My blog title, Ossessione, American Style, is taken from a movie by Count Luchino Visconti, who borrowed the plot of his astonishing debut film, Ossessione, from James M. Cain's novel, The Postman Always Rings Twice. Unfortunately, Visconti never paid for the rights and his film was not shown in the U.S. until many years after its release. The star of the movie, Massimo Girotti, would be People's "Sexiest Man Alive" many years running had the zine been around at the time. We first see him as a truck driver in a filthy sleeveless athletic undershirt, another of my obsessions: remember Paul Newman in an a-shirt (e.g. Hud or Cool Hand Luke)? Nowadays, they cheapen this garment who confuse it with something tank troops wore in World War I. The a-shirt is an undershirt, usually with thin bands over the shoulders; a tank top is a shirt without sleeves, akin to a "muscle shirt," only with wider bands over the shoulders. But, I digress....)

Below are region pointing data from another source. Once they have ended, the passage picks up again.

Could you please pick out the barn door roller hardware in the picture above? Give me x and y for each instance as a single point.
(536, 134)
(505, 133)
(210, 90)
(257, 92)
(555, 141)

The purpose of this photo/comment column is to present a record of my obsessions. These are wide-ranging and diverse. This blog is not intended to be pornographic. The only pornography today is in politics.

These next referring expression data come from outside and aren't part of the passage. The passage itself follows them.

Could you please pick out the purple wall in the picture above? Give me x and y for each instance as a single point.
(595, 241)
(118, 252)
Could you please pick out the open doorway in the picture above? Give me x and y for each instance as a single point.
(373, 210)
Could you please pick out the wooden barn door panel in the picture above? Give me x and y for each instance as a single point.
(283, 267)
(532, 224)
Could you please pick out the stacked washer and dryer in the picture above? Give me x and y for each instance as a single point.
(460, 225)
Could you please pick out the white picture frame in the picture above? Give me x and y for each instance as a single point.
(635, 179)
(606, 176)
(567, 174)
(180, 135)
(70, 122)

Friday, September 28, 2012

Carleton Captured Boy Dreamers




TV used to be all UHF and you mostly got snow, but from time to time shows, and that meant, eventually, old MGM musicals, which I hated (and still mostly do), even the ones with that 1950s gay icon of icons, Judy Garland, so I had to have known I would be a failed homo, and then I saw Carleton Carpenter and I thought, men can be beautiful like women.  And it wasn't even a Judy Garland musical but one with Debbie Reynolds, and I was more interested in him than her: Kenneth Anger has said that Satan won the war with Christian morality when he invented Hollywood and the movies.  I paraphrase, but you get the point.  It is an amoral world out west: when "Aba Daba Honeymoon" was written in 1914, could Arthur Fields and Walter Donovan have had any idea how positively Darwinian it sounded in a song that is essentially a duet between a monkey and a chimpanzee?  For their 1950 movie, Two Weeks With Love, director Ray Rowland used the stars to the max.

My dislike of musicals does not extent to the duet. Carleton and Debbie went into a studio and made a record of the song.  It sold over one million copies.